Raspberry Almond Power Bites
These no-bake Raspberry Almond Power Bites make a delicious snack any time of day. The freeze-dried raspberries add delicious flavor and a fun pop of color.
Raspberry Almond Power Bites
While I already have quite a few no-bake balls and bites recipes on here now (cocoa coconut bliss balls, coconut cashew bliss balls, pumpkin spice balls), I couldn’t resist adding this one. I just love the flavor that the raspberries add, not to mention that pretty pink color.
The inspiration for these bars came from a raspberry almond bar that my friend Charlotte gave me this past summer while I was visiting her in Norway. I brought it along for our long car journey across Norway to see the fjords. So, yes, eating these also brings back memories of the Norweigan fjords!
These raspberry almond bites are perfect for keeping on hand for when you need a quick snack, healthy cookie alternative, or fuel for your hike or bike ride. Simply store them in an airtight container in the refrigerator for up to a week or freeze them.

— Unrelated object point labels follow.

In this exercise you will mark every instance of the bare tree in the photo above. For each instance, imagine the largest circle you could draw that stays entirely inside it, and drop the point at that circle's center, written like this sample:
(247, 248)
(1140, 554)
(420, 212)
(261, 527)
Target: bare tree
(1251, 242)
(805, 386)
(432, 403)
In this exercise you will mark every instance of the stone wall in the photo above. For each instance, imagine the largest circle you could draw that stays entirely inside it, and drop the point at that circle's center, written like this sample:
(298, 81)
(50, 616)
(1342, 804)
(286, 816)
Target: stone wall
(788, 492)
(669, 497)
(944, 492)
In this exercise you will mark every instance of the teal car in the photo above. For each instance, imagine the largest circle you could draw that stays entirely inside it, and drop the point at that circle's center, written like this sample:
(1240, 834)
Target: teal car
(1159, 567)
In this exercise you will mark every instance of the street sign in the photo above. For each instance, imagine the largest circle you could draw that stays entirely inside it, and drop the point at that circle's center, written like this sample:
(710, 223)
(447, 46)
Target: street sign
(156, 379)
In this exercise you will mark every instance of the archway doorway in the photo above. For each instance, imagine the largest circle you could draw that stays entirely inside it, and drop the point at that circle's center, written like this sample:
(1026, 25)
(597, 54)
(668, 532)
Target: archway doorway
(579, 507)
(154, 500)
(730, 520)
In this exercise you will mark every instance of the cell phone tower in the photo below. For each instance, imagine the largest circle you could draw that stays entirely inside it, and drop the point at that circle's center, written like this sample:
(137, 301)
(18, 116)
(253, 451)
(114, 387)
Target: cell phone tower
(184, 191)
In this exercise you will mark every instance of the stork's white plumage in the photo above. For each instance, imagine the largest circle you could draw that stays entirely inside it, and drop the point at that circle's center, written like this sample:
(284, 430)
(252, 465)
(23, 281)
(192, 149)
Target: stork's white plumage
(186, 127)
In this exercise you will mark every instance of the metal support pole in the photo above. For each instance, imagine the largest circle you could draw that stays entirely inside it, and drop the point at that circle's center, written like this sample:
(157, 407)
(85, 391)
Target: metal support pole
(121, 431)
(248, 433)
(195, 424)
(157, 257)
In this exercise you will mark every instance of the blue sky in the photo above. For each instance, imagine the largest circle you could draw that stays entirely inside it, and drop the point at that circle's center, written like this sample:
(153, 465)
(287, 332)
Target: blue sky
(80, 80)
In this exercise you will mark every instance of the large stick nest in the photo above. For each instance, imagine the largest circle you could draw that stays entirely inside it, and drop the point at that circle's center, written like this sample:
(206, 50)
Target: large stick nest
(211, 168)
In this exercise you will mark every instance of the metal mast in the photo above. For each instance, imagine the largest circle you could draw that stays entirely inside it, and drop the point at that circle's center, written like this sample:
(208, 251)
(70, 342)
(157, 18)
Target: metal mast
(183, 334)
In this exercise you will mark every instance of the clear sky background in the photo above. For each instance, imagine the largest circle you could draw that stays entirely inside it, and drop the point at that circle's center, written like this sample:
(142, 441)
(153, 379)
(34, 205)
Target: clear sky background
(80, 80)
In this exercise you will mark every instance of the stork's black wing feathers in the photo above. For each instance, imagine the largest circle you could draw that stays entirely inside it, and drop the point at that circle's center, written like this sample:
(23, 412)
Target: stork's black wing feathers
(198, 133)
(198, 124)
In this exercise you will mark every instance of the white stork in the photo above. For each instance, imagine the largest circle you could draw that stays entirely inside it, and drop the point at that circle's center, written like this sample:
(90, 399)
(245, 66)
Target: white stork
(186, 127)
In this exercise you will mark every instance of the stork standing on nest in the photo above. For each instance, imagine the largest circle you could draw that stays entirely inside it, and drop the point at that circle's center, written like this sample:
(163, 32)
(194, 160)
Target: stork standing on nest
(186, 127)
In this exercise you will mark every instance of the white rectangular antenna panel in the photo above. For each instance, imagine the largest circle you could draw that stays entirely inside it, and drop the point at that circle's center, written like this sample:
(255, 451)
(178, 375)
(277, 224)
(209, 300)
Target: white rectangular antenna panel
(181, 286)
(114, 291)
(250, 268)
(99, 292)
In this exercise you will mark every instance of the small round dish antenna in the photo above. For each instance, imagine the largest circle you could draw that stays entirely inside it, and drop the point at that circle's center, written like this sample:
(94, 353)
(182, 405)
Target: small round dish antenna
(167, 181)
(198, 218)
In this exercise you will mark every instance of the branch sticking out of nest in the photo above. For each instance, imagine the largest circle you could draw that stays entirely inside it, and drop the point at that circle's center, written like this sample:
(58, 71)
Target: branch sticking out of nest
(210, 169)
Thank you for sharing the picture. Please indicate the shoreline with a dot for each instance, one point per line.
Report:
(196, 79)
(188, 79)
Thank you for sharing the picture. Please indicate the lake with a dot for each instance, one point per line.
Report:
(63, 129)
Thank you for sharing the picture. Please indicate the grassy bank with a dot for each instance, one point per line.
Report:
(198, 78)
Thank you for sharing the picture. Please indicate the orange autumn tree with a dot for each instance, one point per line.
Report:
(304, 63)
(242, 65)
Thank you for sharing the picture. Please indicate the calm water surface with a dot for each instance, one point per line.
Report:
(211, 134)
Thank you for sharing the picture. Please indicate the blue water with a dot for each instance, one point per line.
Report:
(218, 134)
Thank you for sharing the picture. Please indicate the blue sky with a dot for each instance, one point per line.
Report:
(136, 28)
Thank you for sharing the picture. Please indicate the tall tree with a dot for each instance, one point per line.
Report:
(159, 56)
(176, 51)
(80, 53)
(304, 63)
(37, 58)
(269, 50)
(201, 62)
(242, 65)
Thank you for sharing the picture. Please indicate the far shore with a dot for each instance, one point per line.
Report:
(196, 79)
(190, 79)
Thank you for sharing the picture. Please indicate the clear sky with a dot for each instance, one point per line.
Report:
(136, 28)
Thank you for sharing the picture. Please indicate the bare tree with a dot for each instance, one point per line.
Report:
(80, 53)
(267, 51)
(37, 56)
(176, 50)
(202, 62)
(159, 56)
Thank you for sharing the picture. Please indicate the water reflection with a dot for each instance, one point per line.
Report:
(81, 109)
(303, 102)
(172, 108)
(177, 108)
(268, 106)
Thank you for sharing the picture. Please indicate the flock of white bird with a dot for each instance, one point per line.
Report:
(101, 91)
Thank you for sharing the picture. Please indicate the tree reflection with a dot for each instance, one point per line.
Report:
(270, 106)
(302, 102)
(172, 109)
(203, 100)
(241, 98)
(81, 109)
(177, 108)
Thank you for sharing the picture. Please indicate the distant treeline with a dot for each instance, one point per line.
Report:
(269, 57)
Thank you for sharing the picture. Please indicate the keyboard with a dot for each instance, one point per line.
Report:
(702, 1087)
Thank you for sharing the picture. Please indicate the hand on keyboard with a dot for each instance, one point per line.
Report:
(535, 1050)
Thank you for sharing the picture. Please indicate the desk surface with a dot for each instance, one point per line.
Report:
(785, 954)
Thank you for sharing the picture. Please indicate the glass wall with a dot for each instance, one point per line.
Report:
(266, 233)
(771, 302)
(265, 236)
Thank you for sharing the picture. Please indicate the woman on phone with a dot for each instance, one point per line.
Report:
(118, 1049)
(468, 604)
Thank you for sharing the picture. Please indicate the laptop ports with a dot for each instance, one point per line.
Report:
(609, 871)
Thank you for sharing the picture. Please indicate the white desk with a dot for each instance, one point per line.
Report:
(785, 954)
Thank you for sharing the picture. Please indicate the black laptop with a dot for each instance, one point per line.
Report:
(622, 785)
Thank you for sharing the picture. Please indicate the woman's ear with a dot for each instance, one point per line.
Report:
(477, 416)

[bctt tweet=”These raspberry almond power bites are the perfect fuel to bring along for your next hike or bike ride!” username=”halsanutrition”]
Hälsa Kids
My kids love these, but actually prefer them with freeze-dried strawberries, which are a little less tart and sweeter. This is a fun, simple recipe to make with kids since you don’t need an oven, you can actually eat the raw “dough”, and sprinkling on those crumbled freeze-dried berries is like adding fairy dust!
So get out your food processor and make a batch for yourself. You can make them into balls, bites, bars, or any other shape that you prefer.
- 6 fresh Medjool dates, pitted (about ⅔ cup)
- ⅔ cup almonds
- ½ cup cashews
- ⅓ cup unsweetened shredded coconut
- ⅓ cup freeze-dried raspberries + extra for sprinkling on top
- Pinch of sea salt
- 1 tablespoon water
- Combine dates through salt in a food processor. Pulse until broken into pieces and then add water and blend until it starts to stick together.
- Empty onto parchment paper. Roll into an 8-inch rounded squared log. For easiest slicing, wrap in the parchment and refrigerate for 1-2 hours and then slice into bites or "cookies". (Or roll into balls if you prefer).
- Crumble additional raspberries and sprinkle on top.